When researchers stopped timing isolated tasks and started timing whole workweeks, the numbers collapsed by more than an order of magnitude. Bick, Blandin, and Deming ran a nationally representative US survey in 2024. About 40 percent of adults had used generative AI. Users at work reported saving roughly 2.2 percent of weekly hours. Humlum and Vestergaard's Denmark panel, which matched worker surveys to administrative payroll records, came in at 2.8 percent with null earnings effects over two years. Those are among the cleanest identifications in the field literature.

The standard read is diffusion lag. Tools are new, workers haven't mastered them, firms haven't redesigned around them. Wait five years. Numbers converge. MIT Project NANDA leans on this frame when it reports that 95 percent of enterprise generative AI pilots produce no measurable business impact. McKinsey uses a version of it to explain how 72 percent of firms can use AI in at least one function while only 10 percent see material earnings impact. The assumption running through both: the gap closes itself as adoption matures.

There is some truth in diffusion lag. Workflow redesign matters. Line-manager involvement matters. The 5 percent of NANDA pilots that did work succeeded by building around the tool. Tool selection was the secondary variable. What diffusion lag cannot explain is the full shape of the spread. The experimental studies measured the slice of knowledge work the tool is good at. The field studies measured the whole job.
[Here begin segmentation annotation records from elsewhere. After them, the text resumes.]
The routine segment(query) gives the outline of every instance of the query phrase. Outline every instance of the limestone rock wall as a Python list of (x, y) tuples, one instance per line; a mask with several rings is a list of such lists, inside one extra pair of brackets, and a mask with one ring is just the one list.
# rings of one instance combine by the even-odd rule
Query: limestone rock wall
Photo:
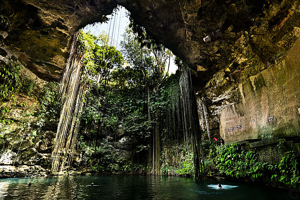
[[(220, 119), (220, 136), (226, 143), (299, 134), (299, 53), (298, 39), (283, 60), (250, 77), (232, 93), (235, 102), (224, 107)], [(268, 122), (273, 115), (274, 121)], [(237, 130), (240, 125), (242, 128)], [(229, 132), (231, 127), (234, 130)]]

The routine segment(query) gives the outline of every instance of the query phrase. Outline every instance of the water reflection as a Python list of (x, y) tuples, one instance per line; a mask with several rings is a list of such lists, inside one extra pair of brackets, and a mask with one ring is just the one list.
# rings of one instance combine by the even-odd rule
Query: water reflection
[[(29, 182), (32, 183), (30, 187), (27, 186)], [(92, 183), (99, 186), (86, 187)], [(287, 190), (223, 181), (220, 183), (224, 189), (218, 190), (219, 183), (172, 177), (121, 175), (2, 179), (0, 199), (291, 199)]]

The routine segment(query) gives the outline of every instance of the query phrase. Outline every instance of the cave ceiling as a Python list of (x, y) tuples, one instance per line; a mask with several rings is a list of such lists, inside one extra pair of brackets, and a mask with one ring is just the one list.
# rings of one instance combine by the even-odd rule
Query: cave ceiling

A mid-level analyst or associate spends most of the week figuring out what the stakeholder actually wants, reading prior documents, reconciling three different versions of the same analysis, and rewriting the same memo for three different audiences. Only a piece of the week is the output task the lab timed.

Run the arithmetic. If the tool saves 40 percent of the output task, and the output task is a fifth of the week, the week-level saving is about eight percent. Peel off another fifth of the week where the tool does not help at all, and you're down to five or six. Keep peeling. You land in the two to three percent range the field surveys are finding. That coherence is the structure showing through. The field surveys and the macro math are describing the same workweek from two different altitudes.

Daron Acemoglu's macro estimate lands at roughly 0.7 percent TFP growth over a decade. That implies field-scale productivity, not lab-scale. Acemoglu is making a narrower claim than the headlines suggest. He is weighting every task in the economy by its exposure to AI, applying a plausible task-level productivity gain, and aggregating. The number he gets coheres with the field surveys. A fresh NBER forecasting tournament led by Karger, Tetlock, and coauthors (w35046, April 2026) lands a median US GDP growth of 2.5 percent through 2030, with a rapid-AI scenario of 4 percent. Goldman's 7 percent stays available as a ceiling. The defensible range is one to seven, not any single number.

For a finance team, the implication is operational. A capex program justified off 40 percent productivity gains is solving for a task, not a P&L line. A headcount plan modeled on the same assumption is solving for the same mismatch. The right question is narrower. What is the slice of the work where the tool lands clean, how do you route that slice through your team, and what do you do with the 80 percent of the week that sits outside it? The 5 percent of NANDA winners all had a version of that answer. The 95 percent did not.

Capability may close the gap over time. Agent-style systems that can sit through a stakeholder meeting, draft three differently-framed variants, and run edits from feedback would pull field numbers closer to lab numbers. Anthropic's March 2026 Learning Curves release shows automation rising toward parity with augmentation across occupations. That is the mechanism worth watching over the next two years. The gap closes when the tool absorbs more of the week. Broader adoption alone does not move the field number. Plan the capex accordingly.